Watching those coming up behind us I really got a kick out of watching James help one of the people by lightening their load. He carried not only his pack across the ropes, but hers too! It was her first backpacking trip ever as well as Kandus'. Once they were safely across she donned her pack and we continued. Up, up, up....stopping at the creek for water and a rest. Then onwards with a little less upwards as we reached the campsite. We set up camp as it rained on and off. I think Fang has it out for me. It's rained both times I've done it, in different months and years. Actually it rains on most my adventures....

With camp set up we went for a walk to the summit. I had never been to the summit. When Fernando and I went in 2020 it was so cloudy and rainy that there was no point. This year though the rain was minimal and we could do it, so we did!


We crossed the meadows and climbed the last incline to the saddle between the two peaks. A few of us went up a little further to check out what was probably a goat trail. It looked intimidating at first but once on it it was safe feeling and it felt like we could see everything! After some sightseeing we returned to camp, ate dinner together, and then hid in our tents to avoid the rain. A few of us stayed out for a while but it wasn't a late night. Between the rain and fatigue I think we were all happy to get to bed.
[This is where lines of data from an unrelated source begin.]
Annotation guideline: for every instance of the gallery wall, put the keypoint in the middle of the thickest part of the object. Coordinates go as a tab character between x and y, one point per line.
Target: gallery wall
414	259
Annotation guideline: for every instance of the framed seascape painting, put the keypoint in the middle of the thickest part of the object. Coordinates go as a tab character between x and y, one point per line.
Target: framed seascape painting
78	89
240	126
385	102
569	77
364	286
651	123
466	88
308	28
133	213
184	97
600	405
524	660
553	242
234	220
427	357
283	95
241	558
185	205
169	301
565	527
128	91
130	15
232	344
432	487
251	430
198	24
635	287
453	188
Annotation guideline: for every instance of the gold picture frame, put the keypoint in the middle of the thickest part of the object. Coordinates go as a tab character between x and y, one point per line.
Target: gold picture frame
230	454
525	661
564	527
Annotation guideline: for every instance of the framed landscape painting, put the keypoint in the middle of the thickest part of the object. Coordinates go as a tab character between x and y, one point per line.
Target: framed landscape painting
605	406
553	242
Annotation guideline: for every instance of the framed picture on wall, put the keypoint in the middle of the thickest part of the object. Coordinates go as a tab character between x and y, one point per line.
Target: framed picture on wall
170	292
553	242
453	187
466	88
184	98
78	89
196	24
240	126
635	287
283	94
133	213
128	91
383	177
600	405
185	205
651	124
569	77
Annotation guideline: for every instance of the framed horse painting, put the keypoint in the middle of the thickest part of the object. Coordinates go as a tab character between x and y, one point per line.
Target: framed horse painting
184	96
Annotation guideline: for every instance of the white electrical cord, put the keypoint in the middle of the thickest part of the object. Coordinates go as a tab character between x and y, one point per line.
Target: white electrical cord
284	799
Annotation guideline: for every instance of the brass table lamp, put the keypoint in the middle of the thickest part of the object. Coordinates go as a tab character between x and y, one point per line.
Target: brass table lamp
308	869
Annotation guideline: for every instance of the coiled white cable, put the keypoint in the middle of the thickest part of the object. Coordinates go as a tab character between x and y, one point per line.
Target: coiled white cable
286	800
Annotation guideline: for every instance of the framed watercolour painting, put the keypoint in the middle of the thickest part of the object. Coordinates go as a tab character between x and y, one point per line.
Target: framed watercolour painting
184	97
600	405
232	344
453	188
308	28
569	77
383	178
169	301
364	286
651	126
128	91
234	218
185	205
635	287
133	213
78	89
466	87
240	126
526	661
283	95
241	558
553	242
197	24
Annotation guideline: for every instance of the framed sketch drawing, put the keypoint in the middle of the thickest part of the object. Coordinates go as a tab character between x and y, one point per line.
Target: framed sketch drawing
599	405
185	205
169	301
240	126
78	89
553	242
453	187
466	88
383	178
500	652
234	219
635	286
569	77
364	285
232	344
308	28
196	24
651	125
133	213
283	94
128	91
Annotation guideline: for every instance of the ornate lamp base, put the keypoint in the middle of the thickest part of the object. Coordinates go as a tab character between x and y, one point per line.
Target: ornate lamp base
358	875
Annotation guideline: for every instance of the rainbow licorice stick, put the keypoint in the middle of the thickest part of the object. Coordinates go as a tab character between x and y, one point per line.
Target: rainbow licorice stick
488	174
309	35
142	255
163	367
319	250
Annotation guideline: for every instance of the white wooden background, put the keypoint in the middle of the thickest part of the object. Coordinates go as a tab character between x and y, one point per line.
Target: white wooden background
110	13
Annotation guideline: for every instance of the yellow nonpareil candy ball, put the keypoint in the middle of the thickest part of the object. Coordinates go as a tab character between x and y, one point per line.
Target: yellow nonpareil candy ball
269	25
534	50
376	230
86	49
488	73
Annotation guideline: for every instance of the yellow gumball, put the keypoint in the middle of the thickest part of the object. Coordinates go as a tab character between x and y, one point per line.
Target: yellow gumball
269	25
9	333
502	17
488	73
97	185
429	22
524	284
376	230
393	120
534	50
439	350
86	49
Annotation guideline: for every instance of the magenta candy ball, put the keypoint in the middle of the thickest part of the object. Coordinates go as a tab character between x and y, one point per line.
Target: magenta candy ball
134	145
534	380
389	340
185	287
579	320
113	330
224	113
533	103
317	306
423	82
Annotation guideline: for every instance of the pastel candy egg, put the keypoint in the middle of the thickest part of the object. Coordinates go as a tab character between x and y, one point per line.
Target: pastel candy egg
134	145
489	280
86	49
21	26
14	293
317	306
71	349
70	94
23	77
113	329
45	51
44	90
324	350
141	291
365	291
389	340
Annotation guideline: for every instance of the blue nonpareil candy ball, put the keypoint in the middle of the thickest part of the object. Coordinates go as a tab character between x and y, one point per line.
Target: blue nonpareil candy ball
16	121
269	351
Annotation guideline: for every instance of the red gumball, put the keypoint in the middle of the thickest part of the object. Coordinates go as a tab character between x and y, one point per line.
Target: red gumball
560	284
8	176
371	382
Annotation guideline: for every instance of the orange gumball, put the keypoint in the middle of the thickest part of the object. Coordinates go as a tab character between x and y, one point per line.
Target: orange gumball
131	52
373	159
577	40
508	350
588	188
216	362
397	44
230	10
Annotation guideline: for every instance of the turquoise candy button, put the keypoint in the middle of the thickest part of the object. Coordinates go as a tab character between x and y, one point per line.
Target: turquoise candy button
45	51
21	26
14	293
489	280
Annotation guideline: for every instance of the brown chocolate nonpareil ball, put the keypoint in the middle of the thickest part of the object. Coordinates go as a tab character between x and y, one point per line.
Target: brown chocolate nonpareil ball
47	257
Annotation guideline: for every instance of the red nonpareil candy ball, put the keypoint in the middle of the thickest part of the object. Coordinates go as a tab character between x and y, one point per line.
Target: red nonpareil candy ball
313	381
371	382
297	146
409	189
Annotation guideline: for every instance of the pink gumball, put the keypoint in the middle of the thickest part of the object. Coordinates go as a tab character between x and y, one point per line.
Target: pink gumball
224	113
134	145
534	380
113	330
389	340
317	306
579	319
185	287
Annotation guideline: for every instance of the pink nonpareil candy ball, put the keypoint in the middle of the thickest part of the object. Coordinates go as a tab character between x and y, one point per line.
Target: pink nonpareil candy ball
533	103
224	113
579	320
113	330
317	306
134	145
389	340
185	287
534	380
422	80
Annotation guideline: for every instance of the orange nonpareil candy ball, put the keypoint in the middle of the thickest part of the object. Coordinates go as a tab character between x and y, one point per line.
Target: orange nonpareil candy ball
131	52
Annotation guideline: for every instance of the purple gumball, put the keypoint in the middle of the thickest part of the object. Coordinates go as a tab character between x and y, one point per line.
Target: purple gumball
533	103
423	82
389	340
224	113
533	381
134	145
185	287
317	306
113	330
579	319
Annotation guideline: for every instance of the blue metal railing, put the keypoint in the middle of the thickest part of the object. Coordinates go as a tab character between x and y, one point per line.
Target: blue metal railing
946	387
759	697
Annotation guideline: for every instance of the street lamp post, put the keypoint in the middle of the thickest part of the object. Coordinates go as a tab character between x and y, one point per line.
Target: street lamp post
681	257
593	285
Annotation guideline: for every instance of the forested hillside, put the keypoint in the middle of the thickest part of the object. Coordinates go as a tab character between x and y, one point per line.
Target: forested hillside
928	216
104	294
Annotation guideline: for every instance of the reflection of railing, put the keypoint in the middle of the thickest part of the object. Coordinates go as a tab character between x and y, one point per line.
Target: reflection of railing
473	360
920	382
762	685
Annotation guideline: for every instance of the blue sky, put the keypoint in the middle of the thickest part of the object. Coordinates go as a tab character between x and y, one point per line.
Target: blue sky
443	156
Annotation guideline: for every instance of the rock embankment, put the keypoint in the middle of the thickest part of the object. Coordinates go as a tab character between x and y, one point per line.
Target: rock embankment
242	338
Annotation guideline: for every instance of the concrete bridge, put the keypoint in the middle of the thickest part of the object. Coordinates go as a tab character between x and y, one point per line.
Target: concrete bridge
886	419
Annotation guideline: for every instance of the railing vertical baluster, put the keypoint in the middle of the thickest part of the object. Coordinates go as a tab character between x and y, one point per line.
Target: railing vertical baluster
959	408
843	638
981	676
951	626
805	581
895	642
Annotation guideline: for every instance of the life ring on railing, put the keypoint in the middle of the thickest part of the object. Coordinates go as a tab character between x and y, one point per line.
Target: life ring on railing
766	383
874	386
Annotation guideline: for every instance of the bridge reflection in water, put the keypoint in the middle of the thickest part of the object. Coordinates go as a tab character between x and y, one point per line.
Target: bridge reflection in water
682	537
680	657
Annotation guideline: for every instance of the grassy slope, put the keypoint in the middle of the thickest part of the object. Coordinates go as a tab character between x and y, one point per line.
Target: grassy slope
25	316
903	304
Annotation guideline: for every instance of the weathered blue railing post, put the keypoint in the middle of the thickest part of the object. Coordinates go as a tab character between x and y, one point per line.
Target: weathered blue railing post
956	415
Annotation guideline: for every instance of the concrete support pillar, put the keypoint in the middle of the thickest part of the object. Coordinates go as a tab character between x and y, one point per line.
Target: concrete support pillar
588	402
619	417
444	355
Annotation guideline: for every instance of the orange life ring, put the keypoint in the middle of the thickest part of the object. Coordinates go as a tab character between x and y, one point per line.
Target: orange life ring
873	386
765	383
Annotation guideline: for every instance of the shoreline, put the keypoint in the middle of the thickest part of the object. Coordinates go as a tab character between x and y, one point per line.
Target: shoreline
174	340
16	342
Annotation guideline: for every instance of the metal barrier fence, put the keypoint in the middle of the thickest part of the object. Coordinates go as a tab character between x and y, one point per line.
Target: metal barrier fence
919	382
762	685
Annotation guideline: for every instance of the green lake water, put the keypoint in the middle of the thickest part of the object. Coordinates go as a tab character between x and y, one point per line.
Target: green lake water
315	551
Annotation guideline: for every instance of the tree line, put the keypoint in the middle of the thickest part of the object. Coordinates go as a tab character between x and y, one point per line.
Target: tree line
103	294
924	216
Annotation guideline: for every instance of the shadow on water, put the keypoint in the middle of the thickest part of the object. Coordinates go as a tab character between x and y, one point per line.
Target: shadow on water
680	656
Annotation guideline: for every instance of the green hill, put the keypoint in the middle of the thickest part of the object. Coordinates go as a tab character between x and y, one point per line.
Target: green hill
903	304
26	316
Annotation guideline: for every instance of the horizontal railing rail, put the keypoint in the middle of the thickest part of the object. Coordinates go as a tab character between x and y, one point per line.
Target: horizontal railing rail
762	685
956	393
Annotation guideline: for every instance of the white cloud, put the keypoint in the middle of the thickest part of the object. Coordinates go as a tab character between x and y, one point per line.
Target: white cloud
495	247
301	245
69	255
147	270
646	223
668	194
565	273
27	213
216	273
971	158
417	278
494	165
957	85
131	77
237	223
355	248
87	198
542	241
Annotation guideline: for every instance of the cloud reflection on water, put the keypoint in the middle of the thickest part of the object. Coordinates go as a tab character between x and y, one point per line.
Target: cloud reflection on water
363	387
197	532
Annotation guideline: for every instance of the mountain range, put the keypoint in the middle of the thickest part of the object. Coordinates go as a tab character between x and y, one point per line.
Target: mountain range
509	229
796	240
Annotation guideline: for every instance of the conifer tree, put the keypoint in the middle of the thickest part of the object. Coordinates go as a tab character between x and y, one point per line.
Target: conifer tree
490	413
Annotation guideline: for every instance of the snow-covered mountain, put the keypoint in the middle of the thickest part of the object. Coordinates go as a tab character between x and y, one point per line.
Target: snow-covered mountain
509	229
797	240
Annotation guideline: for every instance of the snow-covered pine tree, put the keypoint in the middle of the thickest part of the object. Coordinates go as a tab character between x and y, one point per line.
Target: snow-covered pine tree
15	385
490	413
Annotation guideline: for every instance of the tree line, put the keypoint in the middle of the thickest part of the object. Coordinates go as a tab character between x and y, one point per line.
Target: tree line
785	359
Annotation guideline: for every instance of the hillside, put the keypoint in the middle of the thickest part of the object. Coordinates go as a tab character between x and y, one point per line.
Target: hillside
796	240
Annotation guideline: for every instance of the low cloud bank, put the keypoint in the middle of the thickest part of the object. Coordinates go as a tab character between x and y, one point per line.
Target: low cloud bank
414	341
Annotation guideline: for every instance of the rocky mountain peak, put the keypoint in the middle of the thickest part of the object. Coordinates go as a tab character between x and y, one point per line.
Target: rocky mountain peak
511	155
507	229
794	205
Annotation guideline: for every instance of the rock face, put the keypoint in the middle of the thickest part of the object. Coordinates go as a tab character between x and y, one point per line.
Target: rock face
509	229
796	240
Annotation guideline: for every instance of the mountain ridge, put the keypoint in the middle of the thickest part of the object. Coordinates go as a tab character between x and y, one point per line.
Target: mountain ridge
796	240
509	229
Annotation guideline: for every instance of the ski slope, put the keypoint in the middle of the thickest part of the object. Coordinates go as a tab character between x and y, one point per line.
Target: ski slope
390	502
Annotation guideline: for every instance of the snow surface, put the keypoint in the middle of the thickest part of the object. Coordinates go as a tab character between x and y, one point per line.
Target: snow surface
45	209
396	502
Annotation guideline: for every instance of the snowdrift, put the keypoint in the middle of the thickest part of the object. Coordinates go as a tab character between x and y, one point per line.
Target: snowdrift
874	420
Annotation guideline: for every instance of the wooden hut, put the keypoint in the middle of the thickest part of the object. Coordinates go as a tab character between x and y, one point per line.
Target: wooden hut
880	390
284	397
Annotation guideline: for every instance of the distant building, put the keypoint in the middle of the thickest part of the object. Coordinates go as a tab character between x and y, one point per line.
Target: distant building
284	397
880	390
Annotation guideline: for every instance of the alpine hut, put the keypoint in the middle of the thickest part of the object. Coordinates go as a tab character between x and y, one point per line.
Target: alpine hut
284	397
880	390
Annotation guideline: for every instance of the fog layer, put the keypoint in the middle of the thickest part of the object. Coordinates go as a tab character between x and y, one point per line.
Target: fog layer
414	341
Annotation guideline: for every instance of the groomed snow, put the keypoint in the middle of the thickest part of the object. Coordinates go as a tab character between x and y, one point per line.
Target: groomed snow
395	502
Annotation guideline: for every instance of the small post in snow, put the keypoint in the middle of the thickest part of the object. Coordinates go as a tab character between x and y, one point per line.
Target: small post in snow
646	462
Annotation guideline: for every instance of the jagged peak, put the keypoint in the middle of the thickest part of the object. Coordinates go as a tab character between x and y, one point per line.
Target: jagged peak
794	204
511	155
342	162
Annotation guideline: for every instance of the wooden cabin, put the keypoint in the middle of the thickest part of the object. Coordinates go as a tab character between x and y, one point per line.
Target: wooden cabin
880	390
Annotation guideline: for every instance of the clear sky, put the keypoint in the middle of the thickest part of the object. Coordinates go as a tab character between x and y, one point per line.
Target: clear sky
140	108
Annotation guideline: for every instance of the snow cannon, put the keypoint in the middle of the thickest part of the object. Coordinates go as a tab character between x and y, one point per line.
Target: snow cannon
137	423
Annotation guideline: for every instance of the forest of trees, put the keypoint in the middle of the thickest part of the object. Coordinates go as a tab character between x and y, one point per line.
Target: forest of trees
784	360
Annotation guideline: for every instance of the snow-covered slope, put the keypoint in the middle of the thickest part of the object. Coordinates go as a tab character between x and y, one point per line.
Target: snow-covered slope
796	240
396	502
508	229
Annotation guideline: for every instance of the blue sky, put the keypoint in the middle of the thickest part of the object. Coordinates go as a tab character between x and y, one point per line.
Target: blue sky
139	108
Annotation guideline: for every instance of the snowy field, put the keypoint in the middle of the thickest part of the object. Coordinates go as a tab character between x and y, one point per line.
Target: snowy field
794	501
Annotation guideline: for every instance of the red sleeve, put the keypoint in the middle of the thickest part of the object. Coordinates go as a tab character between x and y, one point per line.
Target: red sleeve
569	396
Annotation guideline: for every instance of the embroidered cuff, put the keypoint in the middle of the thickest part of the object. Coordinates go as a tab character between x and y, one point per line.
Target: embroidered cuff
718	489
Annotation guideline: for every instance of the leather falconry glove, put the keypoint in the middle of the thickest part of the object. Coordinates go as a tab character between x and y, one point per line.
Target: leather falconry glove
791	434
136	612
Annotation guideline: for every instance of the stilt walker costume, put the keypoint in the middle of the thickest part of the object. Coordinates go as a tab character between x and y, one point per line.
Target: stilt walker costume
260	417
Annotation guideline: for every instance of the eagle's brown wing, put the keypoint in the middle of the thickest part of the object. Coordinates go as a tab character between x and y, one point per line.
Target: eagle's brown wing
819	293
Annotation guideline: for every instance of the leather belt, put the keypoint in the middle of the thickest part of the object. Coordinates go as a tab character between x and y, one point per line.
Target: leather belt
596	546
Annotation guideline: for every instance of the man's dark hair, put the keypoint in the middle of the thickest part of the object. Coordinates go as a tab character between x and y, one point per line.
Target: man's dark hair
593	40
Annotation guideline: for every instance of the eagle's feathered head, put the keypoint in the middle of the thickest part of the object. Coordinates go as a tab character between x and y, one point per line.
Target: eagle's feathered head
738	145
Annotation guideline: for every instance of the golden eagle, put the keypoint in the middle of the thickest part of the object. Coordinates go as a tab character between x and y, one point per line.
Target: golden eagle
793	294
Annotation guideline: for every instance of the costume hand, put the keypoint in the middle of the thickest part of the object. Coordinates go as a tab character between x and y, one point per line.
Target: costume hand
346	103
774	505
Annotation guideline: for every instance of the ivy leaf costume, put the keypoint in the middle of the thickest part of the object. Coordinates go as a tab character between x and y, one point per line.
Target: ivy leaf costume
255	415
The rain continued all night. It woke me up multiple times as it waned and then poured, the wind whipping through the tent fabric. Sleeping in did not happen. I think most of us were awake early from the rain. After listening to the rain against the tent, packing up the inside, and putting off breakfast as long as I could so I didn't have to go in the rain, I eventually decided it was time to get out of the tent.


One of the hikers with us, Rob, had a teepee tent with no floor, designed to be able to accommodate a wood stove for hunting or late season hikes. He generously offered us the cover of his tent to make breakfast in AND offered us instant coffee. I don't really drink coffee so I hadn't packed any. I'm sure Kandus was ecstatic for the coffee and I greatly appreciated the dry space to make breakfast.


The descent is always intimidating. I much prefer uphill to downhill. Uphill is hard, but downhill is where I feel the least secure in myself. Kandus and I had been talking about it as we were laying in the tent the night before. There is one section of the descent that is particularly worrisome when it is really wet and you're carrying a pack. I understood why she was nervous but having done it before I knew we could do it with no problem.


Once we were all ready to go we started the descent. It was hard; the fatigue from the day before combined with the poor sleep made for tired muscles. We spaced out at the guidance of the AB so that if we fell we didn't create a domino effect and take the rest of us out. I'd love to tell you that I made it all the way down without falling but that would be a lie. I fell a couple times, unsurprisingly. I had fallen coming down last year too so I expected it. Down, down, down we went. Down the shale goat trail, down the boulder fields, and down through the forest. We crossed the creek with the little bridge we had crossed only 24 hours before, and we were done. It seemed like both a long trip and a short trip all in one. A trip that will last a lifetime in my memories, but that took only a day and a half of my life.